26.2.15

Kişisel Verilerin Korunması Hakkının Hukuki Boyutları

Kişisel Verilerin Korunması Hakkının Hukuki Boyutları
Anayasa Boyutu

2010 yılında Anayasa’nın özel hayatının gizliliği ile ilgili 20. maddesine şu fıkra eklenmiştir: “(Ek fıkra: 7/5/2010- 5982/2  md.) Herkes, kendisiyle ilgili kişisel verilerin korunmasını isteme hakkına sahiptir. Bu hak; kişinin kendisiyle ilgili kişisel veriler hakkında bilgilendirilme, bu verilere erişme, bunların düzeltilmesini veya silinmesini talep etme ve amaçları doğrultusunda kullanılıp kullanılmadığını öğrenmeyi de kapsar.

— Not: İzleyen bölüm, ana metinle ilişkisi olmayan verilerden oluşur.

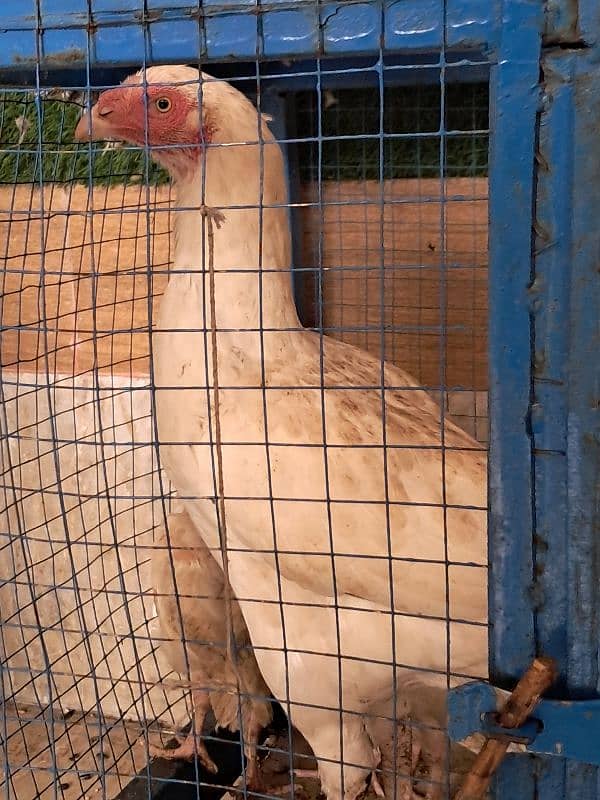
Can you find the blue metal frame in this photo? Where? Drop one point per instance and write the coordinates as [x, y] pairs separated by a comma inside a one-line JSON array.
[[128, 31]]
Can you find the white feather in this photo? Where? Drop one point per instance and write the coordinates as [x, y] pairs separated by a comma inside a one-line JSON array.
[[317, 492]]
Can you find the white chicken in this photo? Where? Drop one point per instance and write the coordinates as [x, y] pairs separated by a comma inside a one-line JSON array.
[[191, 607], [355, 515]]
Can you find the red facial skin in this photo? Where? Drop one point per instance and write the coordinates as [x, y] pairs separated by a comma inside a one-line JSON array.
[[162, 117]]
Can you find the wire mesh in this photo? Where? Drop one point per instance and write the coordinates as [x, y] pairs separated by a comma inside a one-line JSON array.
[[388, 199]]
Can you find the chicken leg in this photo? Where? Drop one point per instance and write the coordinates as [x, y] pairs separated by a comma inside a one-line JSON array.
[[192, 745]]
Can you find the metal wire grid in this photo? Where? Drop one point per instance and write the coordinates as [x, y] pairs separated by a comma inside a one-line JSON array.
[[118, 445]]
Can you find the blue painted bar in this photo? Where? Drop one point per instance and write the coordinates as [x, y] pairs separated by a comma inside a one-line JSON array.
[[235, 31], [514, 104]]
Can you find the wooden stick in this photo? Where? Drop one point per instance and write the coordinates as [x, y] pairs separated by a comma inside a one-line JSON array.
[[540, 675]]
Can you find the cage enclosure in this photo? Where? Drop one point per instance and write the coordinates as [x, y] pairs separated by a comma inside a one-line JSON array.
[[339, 490]]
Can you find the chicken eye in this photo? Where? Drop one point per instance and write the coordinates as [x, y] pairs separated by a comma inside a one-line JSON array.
[[163, 104]]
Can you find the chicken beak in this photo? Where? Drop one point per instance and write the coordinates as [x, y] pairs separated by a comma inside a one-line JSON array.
[[93, 126]]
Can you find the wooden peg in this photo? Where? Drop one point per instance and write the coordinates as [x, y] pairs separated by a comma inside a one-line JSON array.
[[539, 677]]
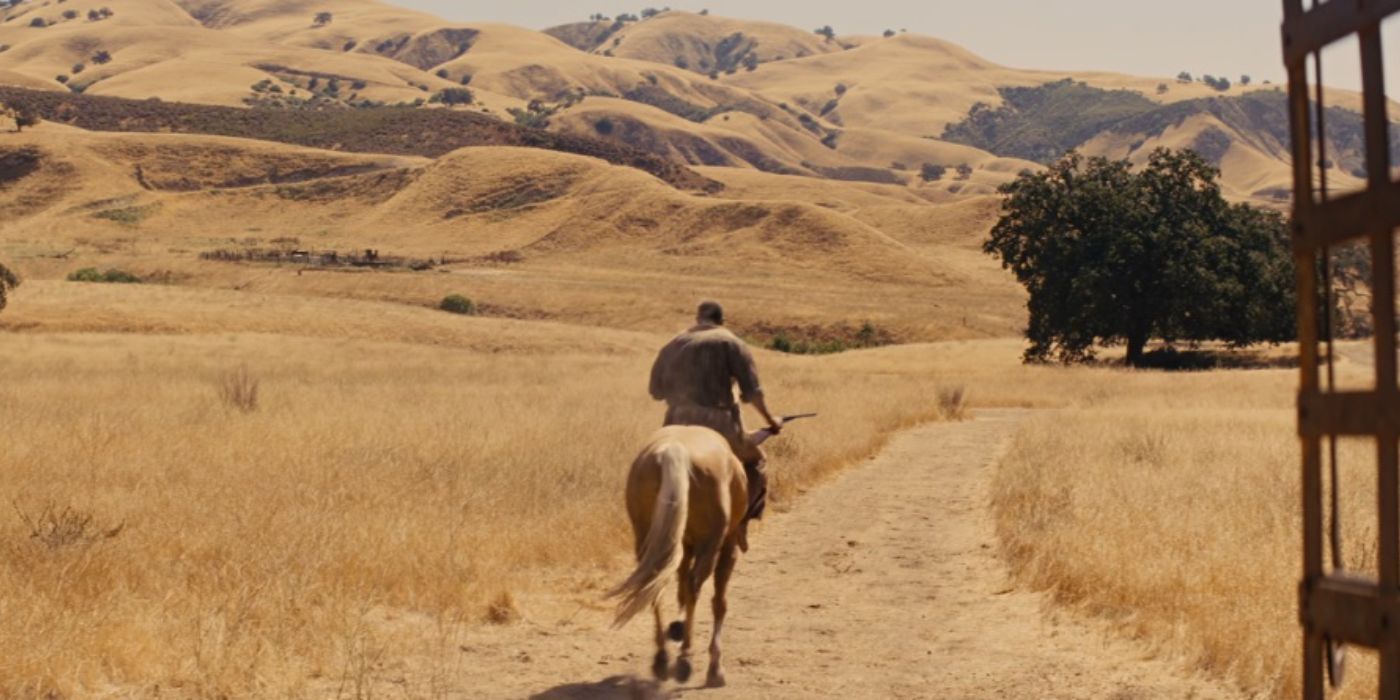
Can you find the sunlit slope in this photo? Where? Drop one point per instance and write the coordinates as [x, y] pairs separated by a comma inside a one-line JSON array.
[[156, 48], [702, 44], [917, 84], [469, 202], [532, 234]]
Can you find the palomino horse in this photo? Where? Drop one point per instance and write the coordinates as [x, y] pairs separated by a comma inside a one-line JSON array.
[[686, 496]]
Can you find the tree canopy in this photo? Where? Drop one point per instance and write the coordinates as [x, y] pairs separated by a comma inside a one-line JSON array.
[[1110, 255]]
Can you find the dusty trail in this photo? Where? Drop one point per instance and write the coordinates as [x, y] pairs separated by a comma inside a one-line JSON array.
[[884, 583]]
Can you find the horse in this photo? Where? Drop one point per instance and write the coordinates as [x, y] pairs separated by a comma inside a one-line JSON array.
[[686, 497]]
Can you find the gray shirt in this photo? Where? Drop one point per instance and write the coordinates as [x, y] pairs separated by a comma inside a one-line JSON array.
[[702, 366]]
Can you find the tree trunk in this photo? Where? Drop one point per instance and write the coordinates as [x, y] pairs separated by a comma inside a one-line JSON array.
[[1137, 340]]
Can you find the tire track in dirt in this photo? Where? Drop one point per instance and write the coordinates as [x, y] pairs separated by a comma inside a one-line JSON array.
[[882, 583]]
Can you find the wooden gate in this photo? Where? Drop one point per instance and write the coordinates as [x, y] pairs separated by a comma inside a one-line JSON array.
[[1336, 608]]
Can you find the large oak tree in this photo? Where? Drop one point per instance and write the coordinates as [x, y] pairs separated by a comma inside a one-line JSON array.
[[1115, 255]]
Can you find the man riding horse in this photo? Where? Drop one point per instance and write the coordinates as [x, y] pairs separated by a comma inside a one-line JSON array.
[[695, 374]]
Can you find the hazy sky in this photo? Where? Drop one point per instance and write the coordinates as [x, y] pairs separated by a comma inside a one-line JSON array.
[[1151, 38]]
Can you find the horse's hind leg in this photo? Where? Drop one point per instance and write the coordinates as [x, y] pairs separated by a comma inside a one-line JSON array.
[[661, 665], [706, 559], [678, 629], [721, 606]]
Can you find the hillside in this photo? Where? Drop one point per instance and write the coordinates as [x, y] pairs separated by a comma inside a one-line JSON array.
[[402, 130], [531, 233], [696, 42], [678, 87]]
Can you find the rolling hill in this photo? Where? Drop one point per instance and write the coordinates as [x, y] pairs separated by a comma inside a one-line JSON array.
[[604, 171]]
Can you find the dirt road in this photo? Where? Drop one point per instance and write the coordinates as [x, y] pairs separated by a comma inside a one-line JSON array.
[[884, 583]]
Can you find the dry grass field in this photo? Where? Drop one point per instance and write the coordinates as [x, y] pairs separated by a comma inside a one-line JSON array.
[[277, 479], [161, 538], [1169, 504]]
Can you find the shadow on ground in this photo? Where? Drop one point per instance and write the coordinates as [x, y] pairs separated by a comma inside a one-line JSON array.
[[615, 688]]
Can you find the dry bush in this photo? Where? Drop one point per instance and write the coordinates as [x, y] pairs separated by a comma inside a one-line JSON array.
[[59, 528], [952, 402], [238, 389]]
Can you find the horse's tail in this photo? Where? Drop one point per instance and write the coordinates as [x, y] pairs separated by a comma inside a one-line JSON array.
[[660, 553]]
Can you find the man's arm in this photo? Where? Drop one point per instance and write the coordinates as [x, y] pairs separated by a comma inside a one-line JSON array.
[[746, 373], [774, 424], [658, 380]]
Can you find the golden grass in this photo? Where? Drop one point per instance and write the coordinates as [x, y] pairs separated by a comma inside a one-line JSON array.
[[251, 552], [1169, 504]]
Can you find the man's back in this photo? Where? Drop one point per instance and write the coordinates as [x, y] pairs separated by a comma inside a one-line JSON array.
[[700, 367]]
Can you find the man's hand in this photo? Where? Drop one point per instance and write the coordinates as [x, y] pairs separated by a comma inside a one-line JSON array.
[[774, 424]]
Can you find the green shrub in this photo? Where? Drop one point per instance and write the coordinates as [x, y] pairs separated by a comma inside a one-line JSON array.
[[458, 304], [109, 276]]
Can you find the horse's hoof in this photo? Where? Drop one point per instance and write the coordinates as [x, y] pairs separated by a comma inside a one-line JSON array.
[[716, 679]]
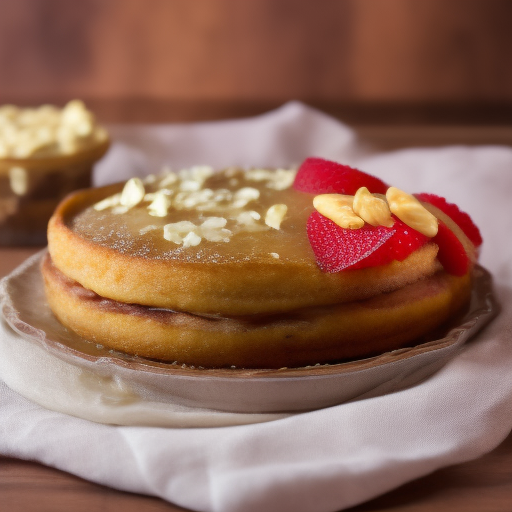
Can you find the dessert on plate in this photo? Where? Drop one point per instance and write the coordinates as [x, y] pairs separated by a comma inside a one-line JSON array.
[[258, 268], [45, 153]]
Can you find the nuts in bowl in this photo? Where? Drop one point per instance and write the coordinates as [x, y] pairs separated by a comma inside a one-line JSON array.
[[45, 153]]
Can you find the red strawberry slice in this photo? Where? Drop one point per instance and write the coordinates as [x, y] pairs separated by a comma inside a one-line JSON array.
[[404, 242], [462, 219], [319, 176], [338, 248], [452, 254]]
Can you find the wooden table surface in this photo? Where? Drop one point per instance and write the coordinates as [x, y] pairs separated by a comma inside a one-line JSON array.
[[482, 485]]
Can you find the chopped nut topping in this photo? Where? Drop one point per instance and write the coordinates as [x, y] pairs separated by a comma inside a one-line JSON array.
[[410, 211], [338, 208], [47, 130], [159, 207], [18, 179], [372, 209], [191, 240]]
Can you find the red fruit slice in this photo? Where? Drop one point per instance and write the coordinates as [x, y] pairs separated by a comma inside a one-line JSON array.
[[338, 248], [452, 254], [462, 219], [404, 242], [319, 176]]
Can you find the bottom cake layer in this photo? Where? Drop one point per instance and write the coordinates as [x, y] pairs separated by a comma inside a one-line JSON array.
[[302, 337]]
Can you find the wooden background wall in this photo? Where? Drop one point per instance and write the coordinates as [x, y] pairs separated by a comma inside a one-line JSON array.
[[425, 53]]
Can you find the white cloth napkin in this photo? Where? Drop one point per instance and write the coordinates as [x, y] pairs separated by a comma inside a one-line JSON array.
[[328, 459]]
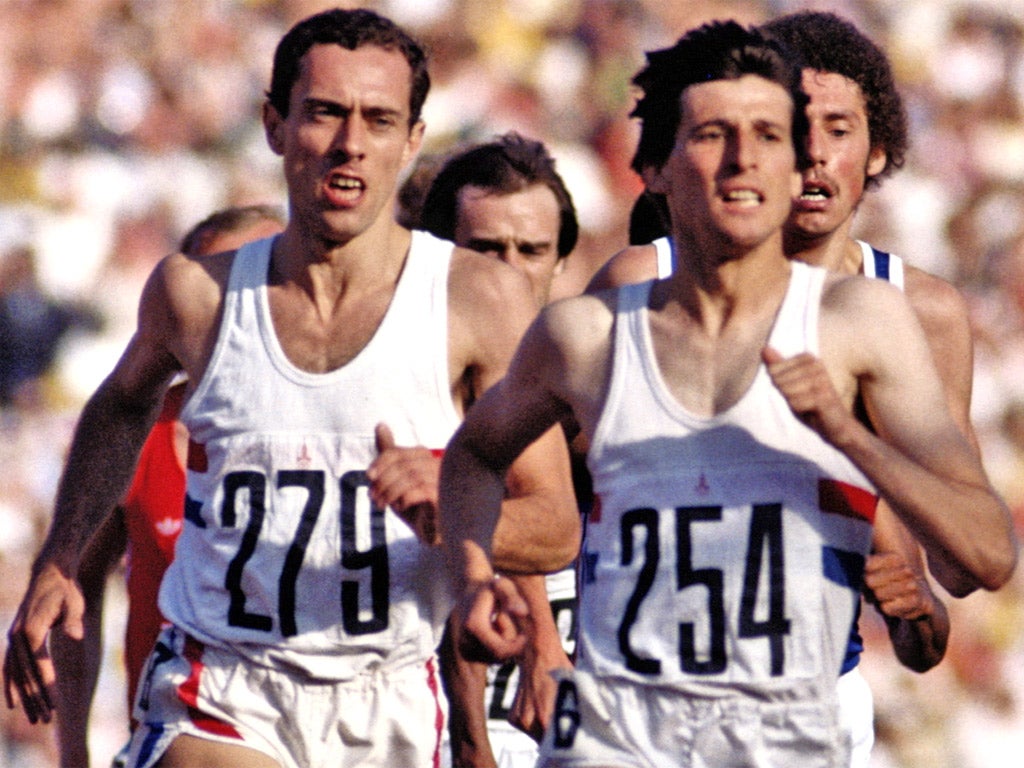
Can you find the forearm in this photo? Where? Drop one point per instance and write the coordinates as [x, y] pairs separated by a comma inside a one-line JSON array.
[[100, 464], [939, 511], [465, 684], [536, 536], [77, 664]]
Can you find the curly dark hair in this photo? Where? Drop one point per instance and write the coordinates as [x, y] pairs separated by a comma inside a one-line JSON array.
[[509, 164], [351, 30], [719, 50], [828, 43]]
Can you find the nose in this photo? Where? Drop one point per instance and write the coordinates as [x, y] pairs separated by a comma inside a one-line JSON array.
[[815, 145], [350, 137], [510, 255], [744, 152]]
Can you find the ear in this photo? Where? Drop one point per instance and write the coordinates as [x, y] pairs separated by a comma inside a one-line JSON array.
[[877, 162], [654, 179], [414, 142], [273, 127], [796, 184]]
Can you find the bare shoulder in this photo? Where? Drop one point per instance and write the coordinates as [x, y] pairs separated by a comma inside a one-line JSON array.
[[473, 278], [939, 306], [580, 321], [181, 306], [859, 299], [633, 264]]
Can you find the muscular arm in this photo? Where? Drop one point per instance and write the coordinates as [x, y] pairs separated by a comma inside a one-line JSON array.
[[633, 264], [102, 456], [924, 466], [565, 351], [943, 315], [77, 662], [539, 528], [897, 585]]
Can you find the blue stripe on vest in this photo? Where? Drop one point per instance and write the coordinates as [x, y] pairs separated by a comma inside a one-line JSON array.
[[881, 264]]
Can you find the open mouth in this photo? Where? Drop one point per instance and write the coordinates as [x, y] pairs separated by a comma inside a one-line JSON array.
[[815, 192], [343, 189], [744, 198]]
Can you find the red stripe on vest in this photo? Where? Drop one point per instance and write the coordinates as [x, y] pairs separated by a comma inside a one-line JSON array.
[[843, 499], [188, 693]]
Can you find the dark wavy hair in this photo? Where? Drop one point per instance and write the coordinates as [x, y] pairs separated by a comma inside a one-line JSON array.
[[351, 30], [719, 50], [827, 43], [506, 165]]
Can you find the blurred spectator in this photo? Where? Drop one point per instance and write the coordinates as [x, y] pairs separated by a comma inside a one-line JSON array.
[[32, 327], [123, 121]]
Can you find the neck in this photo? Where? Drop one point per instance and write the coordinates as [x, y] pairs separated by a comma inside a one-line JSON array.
[[835, 251], [707, 288]]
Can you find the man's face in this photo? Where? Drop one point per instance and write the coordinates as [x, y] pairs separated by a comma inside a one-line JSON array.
[[731, 176], [520, 228], [345, 139], [840, 150]]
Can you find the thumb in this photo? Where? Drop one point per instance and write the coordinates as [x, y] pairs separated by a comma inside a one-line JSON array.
[[770, 355], [74, 624], [383, 437]]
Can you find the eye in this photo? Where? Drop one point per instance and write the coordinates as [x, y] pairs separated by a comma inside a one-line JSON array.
[[708, 134]]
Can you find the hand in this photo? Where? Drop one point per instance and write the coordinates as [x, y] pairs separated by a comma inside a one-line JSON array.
[[535, 698], [895, 589], [29, 674], [494, 619], [407, 480], [805, 384]]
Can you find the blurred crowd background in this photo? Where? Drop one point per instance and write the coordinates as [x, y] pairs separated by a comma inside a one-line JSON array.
[[124, 122]]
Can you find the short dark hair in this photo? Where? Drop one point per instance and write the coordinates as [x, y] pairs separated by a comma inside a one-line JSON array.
[[827, 43], [228, 220], [508, 164], [719, 50], [649, 218], [351, 30]]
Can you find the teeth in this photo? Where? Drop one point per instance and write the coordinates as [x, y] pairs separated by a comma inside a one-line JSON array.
[[742, 196], [346, 183]]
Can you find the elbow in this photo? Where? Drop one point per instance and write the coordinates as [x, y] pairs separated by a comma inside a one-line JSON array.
[[1000, 569]]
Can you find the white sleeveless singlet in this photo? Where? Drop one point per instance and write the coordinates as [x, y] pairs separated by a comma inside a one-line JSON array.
[[283, 558], [883, 265], [725, 551], [666, 261]]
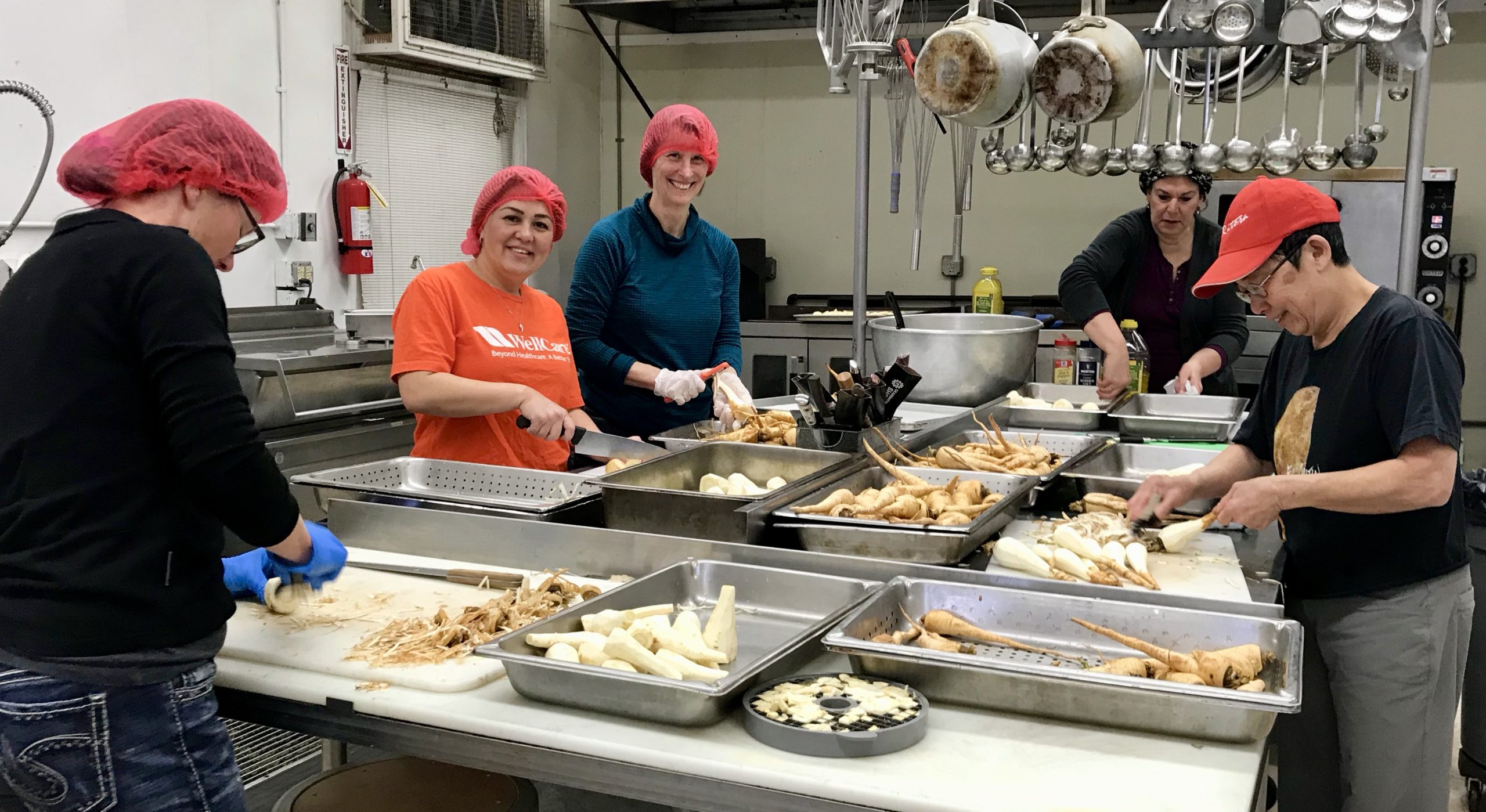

Kişisel veriler, ancak kanunda öngörülen hallerde veya kişinin açık rızasıyla işlenebilir. Kişisel verilerin korunmasına ilişkin esas ve usuller kanunla düzenlenir.
Bu fıkra, KVK Kanun Tasarısı için bir altyapı niteliğindedir. Esasında bu fıkra yokken de Anayasa Mahkemesi, kişisel verileri özel hayatın gizliliği kapsamında koruma altına almıştır.

Uluslararası Boyutu

Anayasa Mahkemesi’nin kararlarında atıfta bulunması, KVK Kanun Tasarısının esinlenmesi, AB’ne uyum sürecinde önem arz etmesi gibi nedenlerle, uluslararası boyutta kişisel verilerin korunması konusunu incelemekte fayda vardır.
108 sayılı Avrupa Konseyi Sözleşmesi, Anayasa Mahkemesinin de atıfta bulunduğu bir sözleşmedir. Sözleşme, otomatik işleme tabi tutulan ve gerçek kişilere ait kişisel verileri konu edinir. Bazı farklar olsa da KVK Kanunu Tasarısı’nın bu sözleşmeden esinlendiği söylenebilir.
95/46/AT sayılı Avrupa Birliği Direktifinde ise daha çok ekonomik çıkarlar gözetilmiş, ekonomik değeri olmayan veriler kapsam dışı bırakılmıştır. Direktifin temel özelliği "zorlayıcılığı"dır. AB ülkeleri ile ilişkiye girecek ülkelerin de bu Direktife uyması beklenir.
AİHS’nde KVK için ayrıca bir madde yoktur. AİHM, KVK ile ilgili konuları özel ve aile hayatına saygı başlıklı 8. madde kapsamında değerlendiriyor.

Ceza Hukuku Boyutu
Kişisel veriler, 5237 sayılı TCK’nın özel hayata ve hayatın giz alanına karşı suçların konu edildiği dokuzuncu bölümünde ele alınmıştır. TCK, 135. maddede kişisel verilerin hukuka aykırı olarak kaydedilmesini suç olarak tanımlamış, ikinci fıkrada da suçun özel nitelikli ya da hassas olarak nitelendirilebilecek kişisel veriler üzerinde işlenmesinin ağırlatıcı olduğu vurgulanmıştır. 136. maddede ise hukuka aykırı olarak verilmesi, yayılması veya ele geçirilmesini suç olarak tanımlamıştır.